Making tracks along the lakeshore ... making tracks through the spring meadow ... making tracks under the warm sun all morning long....
* * * * *
"So that's it?" asks Coyote. "The end of the story? Where's the gold, the corporate contract, the prize for the hero? Shouldn't I get a mousey wife or something?"
"Not this time," I say. "The prize is the story itself, and the story is the journey."
"And no story ever ends," says Fox Girl. "It just remakes itself each time it is told. The prize is knowing that the search goes on."
"Humph," says Coyote. "I'm tired of looking. I'd rather be smooching...."
"Maybe next time," says Fox Girl.
"Well," says Coyote. "I did enjoy this story. But maybe we can change the ending or tidy it up or add a few somewhat amorous scenes?"
"Perhaps," I say. "Meanwhile, how about a nap?"
"Now you're talking," says Coyote.
"Almost as good as a prize?" says Fox Girl.
"Almost," says Coyote. "Not quite what I wanted, but it's not bad. It'll do for now...."
Coyote and Fox Girl curl up on the knoll at Gumbat and watch the morning take shape. A worker climbs into the cab of the ditch-digging machine. This clickity-clack Koomookumpts wakes up and groans as its mechanical arm with its long-fingered bucket starts scooping mud into a heap.

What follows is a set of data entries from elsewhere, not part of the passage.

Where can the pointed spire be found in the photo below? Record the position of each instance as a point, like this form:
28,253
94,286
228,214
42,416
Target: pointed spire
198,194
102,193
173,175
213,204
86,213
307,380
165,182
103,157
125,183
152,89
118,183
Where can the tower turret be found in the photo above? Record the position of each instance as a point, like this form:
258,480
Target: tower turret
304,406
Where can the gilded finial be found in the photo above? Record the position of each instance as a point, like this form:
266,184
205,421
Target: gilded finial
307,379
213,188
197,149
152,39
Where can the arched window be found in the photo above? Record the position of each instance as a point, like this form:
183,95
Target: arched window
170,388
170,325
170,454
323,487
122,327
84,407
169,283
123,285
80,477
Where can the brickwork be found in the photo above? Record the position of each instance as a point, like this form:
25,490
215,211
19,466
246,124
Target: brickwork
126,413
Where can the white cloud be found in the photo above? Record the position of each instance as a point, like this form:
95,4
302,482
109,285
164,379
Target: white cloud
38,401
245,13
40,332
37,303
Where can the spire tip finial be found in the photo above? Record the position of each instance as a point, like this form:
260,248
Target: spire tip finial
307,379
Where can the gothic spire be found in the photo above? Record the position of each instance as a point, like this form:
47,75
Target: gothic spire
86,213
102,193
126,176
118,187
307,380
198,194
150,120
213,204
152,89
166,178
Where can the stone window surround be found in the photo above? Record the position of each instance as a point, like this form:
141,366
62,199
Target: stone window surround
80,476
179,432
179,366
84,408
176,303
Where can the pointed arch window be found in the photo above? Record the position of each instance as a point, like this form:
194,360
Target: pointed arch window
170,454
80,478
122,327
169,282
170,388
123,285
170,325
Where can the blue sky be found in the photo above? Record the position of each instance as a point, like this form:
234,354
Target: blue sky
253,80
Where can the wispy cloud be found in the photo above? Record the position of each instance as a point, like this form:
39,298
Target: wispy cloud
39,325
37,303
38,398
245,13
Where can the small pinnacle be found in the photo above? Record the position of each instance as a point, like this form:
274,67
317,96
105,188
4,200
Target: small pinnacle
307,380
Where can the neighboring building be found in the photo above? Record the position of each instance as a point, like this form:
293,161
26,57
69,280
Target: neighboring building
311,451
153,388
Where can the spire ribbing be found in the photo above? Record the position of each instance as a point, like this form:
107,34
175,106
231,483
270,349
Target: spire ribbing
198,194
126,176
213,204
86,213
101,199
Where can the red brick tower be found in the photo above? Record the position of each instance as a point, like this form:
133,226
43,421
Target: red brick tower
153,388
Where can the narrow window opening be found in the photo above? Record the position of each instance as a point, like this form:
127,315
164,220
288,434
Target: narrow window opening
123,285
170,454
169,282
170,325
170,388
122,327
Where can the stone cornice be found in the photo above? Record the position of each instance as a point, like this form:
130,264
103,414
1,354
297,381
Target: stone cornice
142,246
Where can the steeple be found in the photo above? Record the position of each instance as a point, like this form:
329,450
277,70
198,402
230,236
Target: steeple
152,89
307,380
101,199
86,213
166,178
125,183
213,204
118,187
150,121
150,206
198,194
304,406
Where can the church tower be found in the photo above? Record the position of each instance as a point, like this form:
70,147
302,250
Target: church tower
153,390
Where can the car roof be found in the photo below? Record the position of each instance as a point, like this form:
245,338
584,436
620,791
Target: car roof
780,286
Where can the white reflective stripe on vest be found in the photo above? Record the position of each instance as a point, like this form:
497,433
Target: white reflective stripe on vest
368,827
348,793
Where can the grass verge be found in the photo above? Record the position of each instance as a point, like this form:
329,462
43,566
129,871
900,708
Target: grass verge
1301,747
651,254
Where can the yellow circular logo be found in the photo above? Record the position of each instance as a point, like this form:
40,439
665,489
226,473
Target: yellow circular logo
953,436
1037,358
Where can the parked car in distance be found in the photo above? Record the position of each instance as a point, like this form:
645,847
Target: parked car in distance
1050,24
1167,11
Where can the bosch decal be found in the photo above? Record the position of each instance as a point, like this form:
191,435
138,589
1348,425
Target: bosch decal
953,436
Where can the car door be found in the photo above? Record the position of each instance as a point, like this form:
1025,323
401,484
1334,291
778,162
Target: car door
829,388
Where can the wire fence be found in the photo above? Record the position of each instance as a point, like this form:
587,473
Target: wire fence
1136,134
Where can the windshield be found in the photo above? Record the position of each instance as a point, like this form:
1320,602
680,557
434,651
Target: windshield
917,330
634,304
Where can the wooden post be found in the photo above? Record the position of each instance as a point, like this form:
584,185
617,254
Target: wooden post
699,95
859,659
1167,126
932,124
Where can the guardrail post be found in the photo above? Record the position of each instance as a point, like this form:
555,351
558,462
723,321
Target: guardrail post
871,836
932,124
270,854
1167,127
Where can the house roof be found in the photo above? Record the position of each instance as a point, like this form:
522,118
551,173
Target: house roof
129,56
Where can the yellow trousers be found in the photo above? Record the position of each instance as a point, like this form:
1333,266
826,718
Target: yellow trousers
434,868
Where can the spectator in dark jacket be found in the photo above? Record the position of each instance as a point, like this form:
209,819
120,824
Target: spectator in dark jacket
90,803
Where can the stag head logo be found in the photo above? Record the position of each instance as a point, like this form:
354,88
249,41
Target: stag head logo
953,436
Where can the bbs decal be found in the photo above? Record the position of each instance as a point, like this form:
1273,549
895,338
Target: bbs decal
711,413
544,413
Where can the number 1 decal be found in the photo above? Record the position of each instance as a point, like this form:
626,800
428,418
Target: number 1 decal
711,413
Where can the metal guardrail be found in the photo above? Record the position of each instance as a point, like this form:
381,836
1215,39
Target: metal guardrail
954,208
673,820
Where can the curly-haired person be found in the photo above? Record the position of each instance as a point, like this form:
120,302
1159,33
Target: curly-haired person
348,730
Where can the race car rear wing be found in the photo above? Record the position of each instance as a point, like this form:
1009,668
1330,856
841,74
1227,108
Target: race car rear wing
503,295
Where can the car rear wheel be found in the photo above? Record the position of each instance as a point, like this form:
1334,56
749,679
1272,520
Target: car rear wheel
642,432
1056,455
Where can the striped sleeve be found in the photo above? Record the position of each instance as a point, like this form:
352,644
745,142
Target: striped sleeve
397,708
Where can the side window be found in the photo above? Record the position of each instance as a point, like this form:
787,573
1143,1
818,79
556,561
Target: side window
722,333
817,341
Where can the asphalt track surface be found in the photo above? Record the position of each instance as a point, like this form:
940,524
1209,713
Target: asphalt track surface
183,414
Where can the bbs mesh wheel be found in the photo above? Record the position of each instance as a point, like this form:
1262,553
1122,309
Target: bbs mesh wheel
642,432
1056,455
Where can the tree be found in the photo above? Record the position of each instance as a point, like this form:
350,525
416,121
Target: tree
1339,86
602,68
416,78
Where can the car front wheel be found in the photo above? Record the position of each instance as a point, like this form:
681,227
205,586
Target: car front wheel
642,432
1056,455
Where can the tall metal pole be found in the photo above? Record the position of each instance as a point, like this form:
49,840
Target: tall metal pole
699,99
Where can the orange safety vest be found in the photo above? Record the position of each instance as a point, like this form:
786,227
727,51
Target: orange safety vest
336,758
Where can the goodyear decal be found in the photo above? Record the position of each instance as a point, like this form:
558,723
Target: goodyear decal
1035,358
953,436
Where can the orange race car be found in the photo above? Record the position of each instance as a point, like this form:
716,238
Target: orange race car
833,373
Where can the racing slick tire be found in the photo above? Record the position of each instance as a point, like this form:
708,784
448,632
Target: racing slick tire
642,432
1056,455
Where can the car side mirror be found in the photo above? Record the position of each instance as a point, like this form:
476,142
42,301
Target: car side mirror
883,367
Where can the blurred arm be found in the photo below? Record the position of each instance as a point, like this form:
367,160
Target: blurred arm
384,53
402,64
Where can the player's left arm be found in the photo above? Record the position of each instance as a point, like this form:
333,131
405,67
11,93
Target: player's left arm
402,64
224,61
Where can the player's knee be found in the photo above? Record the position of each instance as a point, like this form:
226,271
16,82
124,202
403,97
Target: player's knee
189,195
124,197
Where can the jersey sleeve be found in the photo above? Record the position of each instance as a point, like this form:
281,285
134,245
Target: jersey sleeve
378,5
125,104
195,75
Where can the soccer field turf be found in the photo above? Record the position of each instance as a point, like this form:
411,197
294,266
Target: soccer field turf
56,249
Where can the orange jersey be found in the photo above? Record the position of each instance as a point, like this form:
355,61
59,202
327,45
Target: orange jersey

Their eyes get heavy with the sleepy rhythm of the machine and the desert warmth of the rising sun.
Across the road a park ranger talks to a gathering of school kids. Her voice floats on the morning breeze and circles Gumbat with the rhythm of an ancient story that has spent centuries swirling through time and has yet to find its ending. "In the 1870s," she says, "at the time of the Modoc War, Tule Lake was much higher. Standing where you are, you would be underwater."
I sit on a rock and watch tule fog creep across the basin, cuddling the contours of the old lakeshore. I listen to the ranger's voice. Something shifts inside me -- there's more than one way to make a lake, I'm thinking -- and I scribble into my notebook....
* * * * *
Tule Lake came back today in waves of fog that splash the ancient shoreline.
White waves roll, and above this sump-turned-lake, the geese fly and the sun beats the day into high desert blue sky like nothing strange had happened.
Weeks ago I warned a farmer friend of mine: "The old stories say the lake will come rolling back. Someday Koomookumpts will tire of this land drained for potatoes and bring back the waves. You ought to move to higher ground."
He just smiled ... and stared....
But today it happened. The sun beats down. The geese fly over the ancient lake. White waves roll and roll, and make the Old Time stories smile.